The boss of Nissan has warned that Brexit uncertainty and possible tariffs could damage investment in the UK’s biggest car factory.
Chief executive Carlos Ghosn said the firm would need “compensation” for tax barriers that might result from Britain leaving the European Union.
Nissan’s plant in Sunderland produces about a third of the UK’s car output.
The comments come amid warnings from the UK car industry about the risk of EU tariffs from Brexit.
“If I need to make an investment in the next few months and I can’t wait until the end of Brexit, then I have to make a deal with the UK government,” Mr Ghosn, who also runs France’s Renault, said at the Paris Motor Show.
“You can have commitments of compensation in case you have something negative,” he said.
Nissan is due to decide early next year on where to build its next Qashqai sport utility vehicle.
The plant at Sunderland is Nissan’s biggest factory in Europe, employs 6,700 people and has the capacity to produce around 500,000 cars per year.
“We would like to stay.
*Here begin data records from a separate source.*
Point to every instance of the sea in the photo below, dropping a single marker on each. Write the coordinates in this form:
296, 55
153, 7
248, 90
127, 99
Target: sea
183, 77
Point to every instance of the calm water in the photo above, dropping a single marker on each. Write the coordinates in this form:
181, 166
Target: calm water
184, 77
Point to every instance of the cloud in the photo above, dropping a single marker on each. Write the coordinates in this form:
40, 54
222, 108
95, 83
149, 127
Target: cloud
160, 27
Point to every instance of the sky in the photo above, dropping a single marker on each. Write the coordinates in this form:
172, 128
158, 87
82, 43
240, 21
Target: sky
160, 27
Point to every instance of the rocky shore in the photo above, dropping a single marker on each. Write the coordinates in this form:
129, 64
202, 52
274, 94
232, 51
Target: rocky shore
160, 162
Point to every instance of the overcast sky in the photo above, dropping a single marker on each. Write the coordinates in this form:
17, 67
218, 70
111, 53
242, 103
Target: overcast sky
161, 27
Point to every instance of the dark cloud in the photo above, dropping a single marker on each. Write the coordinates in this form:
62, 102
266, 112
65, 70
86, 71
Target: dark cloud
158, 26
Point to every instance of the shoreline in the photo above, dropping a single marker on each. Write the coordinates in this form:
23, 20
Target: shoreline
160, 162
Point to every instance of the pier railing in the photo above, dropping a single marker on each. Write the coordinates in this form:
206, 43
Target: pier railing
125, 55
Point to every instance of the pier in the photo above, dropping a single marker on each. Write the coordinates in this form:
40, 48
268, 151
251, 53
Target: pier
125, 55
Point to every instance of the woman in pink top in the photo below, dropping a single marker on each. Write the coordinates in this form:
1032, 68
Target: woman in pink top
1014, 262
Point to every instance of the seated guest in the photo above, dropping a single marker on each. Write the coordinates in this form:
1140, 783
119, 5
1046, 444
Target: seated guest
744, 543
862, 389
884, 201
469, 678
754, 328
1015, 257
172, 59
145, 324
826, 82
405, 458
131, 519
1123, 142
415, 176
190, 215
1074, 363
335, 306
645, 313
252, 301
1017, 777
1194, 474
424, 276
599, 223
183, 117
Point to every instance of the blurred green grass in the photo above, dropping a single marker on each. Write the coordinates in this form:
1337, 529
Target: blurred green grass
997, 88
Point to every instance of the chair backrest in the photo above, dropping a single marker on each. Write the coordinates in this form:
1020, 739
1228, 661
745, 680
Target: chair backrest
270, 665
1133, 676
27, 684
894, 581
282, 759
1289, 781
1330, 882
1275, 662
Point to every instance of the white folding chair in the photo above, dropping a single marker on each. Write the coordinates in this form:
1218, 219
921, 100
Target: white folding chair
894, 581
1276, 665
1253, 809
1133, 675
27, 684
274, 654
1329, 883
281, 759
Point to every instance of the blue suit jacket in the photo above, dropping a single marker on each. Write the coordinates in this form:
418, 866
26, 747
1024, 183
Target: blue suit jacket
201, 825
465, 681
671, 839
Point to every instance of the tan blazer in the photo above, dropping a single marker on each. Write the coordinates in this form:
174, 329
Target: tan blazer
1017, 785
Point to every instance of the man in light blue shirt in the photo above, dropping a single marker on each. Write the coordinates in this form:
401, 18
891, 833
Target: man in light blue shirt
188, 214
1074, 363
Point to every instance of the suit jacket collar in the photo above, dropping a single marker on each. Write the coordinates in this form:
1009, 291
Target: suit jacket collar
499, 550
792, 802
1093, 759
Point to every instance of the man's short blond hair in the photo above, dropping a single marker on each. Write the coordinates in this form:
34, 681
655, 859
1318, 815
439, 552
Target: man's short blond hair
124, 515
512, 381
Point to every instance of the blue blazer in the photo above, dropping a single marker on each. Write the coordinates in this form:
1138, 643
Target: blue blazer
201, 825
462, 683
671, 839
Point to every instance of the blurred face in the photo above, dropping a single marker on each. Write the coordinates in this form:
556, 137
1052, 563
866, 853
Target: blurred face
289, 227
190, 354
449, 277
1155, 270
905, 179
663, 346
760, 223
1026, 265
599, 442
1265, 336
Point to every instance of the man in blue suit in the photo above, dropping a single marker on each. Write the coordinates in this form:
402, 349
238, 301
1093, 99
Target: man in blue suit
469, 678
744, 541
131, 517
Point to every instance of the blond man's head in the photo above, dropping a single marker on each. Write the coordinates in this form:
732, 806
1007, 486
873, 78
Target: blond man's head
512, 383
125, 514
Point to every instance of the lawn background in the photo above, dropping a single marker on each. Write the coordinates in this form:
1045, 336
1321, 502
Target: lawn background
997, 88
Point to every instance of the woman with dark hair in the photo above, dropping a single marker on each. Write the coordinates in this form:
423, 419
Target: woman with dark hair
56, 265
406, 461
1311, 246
We’re happy, we have a good plant, which is productive but we cannot stay if the conditions do not justify that we stay,” he added.
Mr Ghosn told the BBC that the Sunderland plant would “lose competitiveness” if Brexit meant the UK had to pay 10% tariffs to import into the EU.
The International Trade Secretary, Liam Fox, said on Thursday it was in other countries’ interests to avoid tariffs which he said would “harm the people of Europe”.
In 2015, around 1.59 million cars were manufactured in Britain with 80% of them for exports – mostly to European countries. The industry employs around 800,000 people.
In a separate call for action on Brexit, Japanese carmaker Honda on Thursday urged the British government to take “a fast decision”.
“Then what we need is free trade,” Jean Marc Streng, Honda’s general manager for Europe, told the BBC.
“The sooner we have a clear statement on Brexit the better it is for us,” he said.